Otuz Saniyede Kanser Teşhisi...
Özellikle kadınlarda yaygın olarak görülen meme kanserini 30 saniyede iğnesiz ve radyasyon yaymadan teşhis eden Meik isimli cihaz Türkiye’de kullanılmaya başlandı.
Özellikle kadınlarda yaygın olarak görülen meme kanserini 30 saniyede iğnesiz ve radyasyon yaymadan teşhis eden Meik isimli cihaz Türkiye’de kullanılmaya başlandı.
Türkiye ve dünyada kadınlarda yaygın görülen kanser türlerinden meme kanseri teşhisinde kullanılan “Meik” adlı cihaz artık Türkiye’de de kullanılıyor. Rus hekimler tarafından geliştirilen cihaz, meme kanseri teşhisinde mevcut yöntemlere göre oldukça pratik kullanımı ile kanserin erken teşhisinde önemli bir avantaj sağlıyor.
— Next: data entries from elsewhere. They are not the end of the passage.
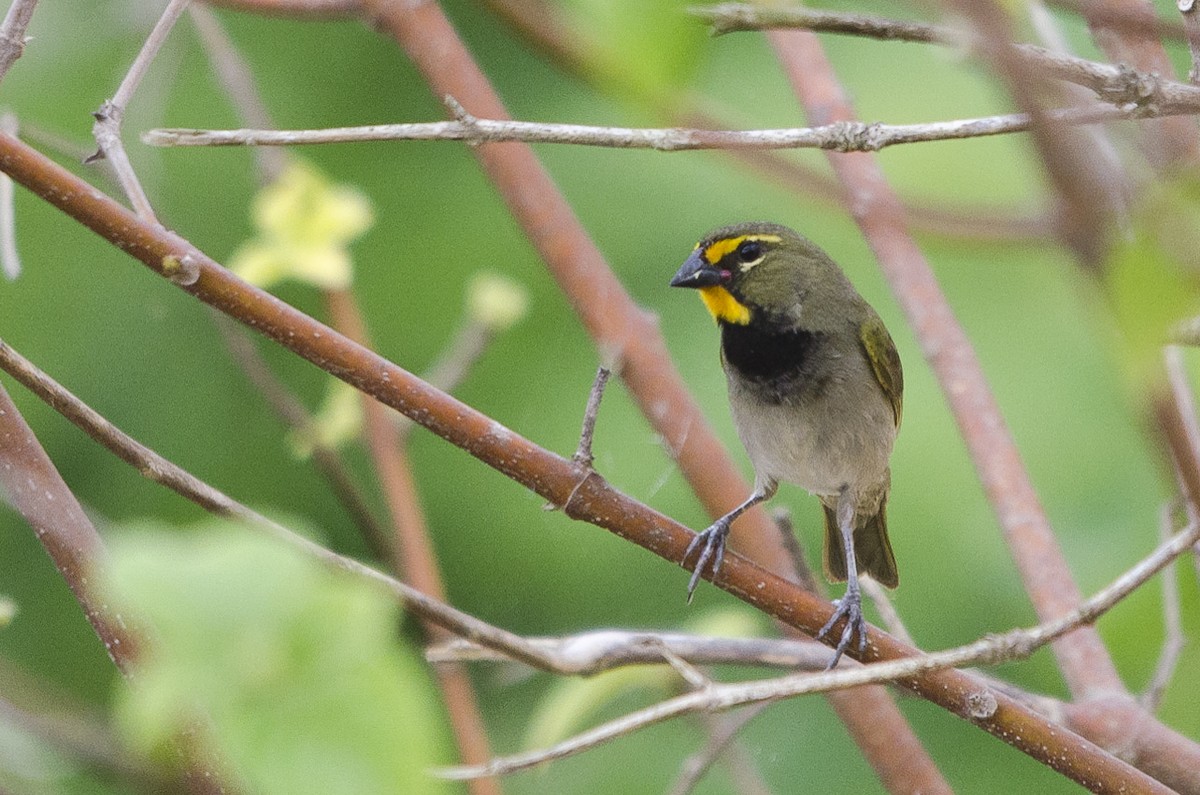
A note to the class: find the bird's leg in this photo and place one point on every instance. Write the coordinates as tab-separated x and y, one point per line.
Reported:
850	607
711	542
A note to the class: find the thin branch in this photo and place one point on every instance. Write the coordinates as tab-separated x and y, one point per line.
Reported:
159	470
545	28
297	9
843	136
946	346
583	452
721	734
414	556
233	72
594	652
289	410
12	33
107	129
551	477
1115	84
30	482
1192	28
1017	644
10	261
1131	21
1173	626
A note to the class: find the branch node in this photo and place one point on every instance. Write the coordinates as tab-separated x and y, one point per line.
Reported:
856	136
472	132
982	704
1133	87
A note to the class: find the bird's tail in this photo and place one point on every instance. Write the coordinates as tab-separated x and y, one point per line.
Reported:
873	550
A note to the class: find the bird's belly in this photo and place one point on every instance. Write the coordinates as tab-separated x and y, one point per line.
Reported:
821	448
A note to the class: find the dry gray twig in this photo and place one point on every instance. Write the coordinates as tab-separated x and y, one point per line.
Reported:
107	129
1017	644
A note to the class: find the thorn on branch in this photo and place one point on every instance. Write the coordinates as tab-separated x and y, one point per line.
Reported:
982	704
472	132
856	136
583	452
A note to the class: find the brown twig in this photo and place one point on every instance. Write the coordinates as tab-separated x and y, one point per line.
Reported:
552	477
289	408
541	24
629	338
414	556
159	470
233	72
34	486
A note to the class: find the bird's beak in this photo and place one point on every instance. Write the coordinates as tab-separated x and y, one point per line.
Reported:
697	272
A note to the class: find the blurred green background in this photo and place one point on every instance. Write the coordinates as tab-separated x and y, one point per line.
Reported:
150	359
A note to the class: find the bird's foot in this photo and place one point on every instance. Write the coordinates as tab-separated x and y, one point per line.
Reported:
850	608
711	544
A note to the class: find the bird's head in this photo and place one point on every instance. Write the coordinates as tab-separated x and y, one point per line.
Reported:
763	273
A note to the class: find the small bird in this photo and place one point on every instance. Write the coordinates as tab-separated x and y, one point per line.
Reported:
815	390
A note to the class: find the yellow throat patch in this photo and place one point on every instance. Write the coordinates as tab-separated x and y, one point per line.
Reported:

“Erken teşhis Hayat Kurtarıyor”
Dem-Kar Medikal Şirketi tarafından Türkiye’ye getirilen Meik adlı cihazın en büyük avantajı geç teşhis nedeniyle birçok hayata mal olan meme kanserini 30 saniye gibi kısa bir sürede teşhis edebiliyor olması. Cihazın, ülkemizde meme kanseri teşhisinde kullanılan ve radyasyon ışınları yayması nedeniyle zararları tartışma konusu olan mamografiye alternatif olarak kullanılacağı belirtiliyor. Radyasyon ışınları yaymayan ve hamilelerde de kullanılmasında sakınca olmayan cihazın Mamografi gibi memelerde sıkıştırma yapmaması ve kanserli hücreyi net olarak görüntüleyebilmesi nedeniyle kanser teşhisinde önemli bir dönüm noktası olacağı düşünülüyor.
“İş Yükünü Azaltıyor”
Cihaz Türkiye’de önemli bir sorun haline gelen Patolog ve Radyologların iş yükünü büyük ölçüde azaltacak. Ultrasonografi, termografi ve mamografi görüntülerinden çok daha kaliteli bir görüntü sağlayan ve 3 boyutlu kesit analizi yapabilen cihazın hekimler için de önemli bir kolaylık sağlayacağı belirtiliyor.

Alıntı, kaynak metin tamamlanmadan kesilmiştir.